Publié le par Urbain-Roussel M'VOUAMA

« Touche pas à mon pote » ! Tel était durant les années 80 le leitmotiv de certains « grands frères » et autres redresseurs de tort, aujourd’hui absent et muets face aux incivilités gratuites, traduisant le désespoir d’une partie de la jeunesse française marginalisée et en mal d’intégration ; ce, faute de perspectives d’avenir socioprofessionnel. Certes comprendre n’est pas pardonner à vie …


Mais comment peut-on demander à ces jeunes d’être motivés dans leurs études ou dans leurs formations professionnelles, lorsqu’en même temps, ils sont victimes de discrimination à l’embauche, à l’habitat et au crédit bancaire pour délit de faciès ; contrecarrant sans cesse leur projet de vie … ?


Gardons-nous de tout amalgame et autre jugement primaire.

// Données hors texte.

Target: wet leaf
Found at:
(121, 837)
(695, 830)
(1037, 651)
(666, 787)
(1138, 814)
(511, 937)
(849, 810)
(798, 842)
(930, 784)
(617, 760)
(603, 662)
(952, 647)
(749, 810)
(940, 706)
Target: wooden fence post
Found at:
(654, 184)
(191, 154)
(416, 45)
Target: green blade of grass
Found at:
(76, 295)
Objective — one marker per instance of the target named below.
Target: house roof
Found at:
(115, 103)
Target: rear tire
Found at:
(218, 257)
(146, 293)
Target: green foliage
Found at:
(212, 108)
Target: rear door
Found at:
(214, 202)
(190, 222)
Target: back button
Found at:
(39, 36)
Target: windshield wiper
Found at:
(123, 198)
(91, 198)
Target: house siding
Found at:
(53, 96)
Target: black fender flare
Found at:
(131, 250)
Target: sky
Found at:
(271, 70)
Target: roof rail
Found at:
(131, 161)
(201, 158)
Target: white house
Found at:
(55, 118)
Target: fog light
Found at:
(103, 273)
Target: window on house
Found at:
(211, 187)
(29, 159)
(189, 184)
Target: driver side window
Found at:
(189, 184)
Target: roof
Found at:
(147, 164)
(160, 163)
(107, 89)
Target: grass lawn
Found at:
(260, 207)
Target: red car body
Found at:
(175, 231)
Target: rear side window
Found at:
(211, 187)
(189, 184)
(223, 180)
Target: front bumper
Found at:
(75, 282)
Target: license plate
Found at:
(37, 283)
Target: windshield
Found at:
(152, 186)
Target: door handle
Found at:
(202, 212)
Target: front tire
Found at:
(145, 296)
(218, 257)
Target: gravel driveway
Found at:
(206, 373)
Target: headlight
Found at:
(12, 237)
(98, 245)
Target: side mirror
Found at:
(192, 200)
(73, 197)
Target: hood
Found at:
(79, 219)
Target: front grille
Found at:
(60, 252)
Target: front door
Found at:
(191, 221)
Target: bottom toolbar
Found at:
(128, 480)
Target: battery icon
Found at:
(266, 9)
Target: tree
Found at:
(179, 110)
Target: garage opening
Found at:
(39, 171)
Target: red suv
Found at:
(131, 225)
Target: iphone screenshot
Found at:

Je suis père d’une métisse âgée de 24 ans qui termine cette année, un Magistère de Relations Internationales à la Sorbonne. Au terme de trois mois de stage en Californie (USA) cet été, elle s’est vue notifier de vive voix, une dizaine de propositions d’embauche. Elle a décidé d’y retourner pour  y travailler et y vivre sans complexe ni tabou …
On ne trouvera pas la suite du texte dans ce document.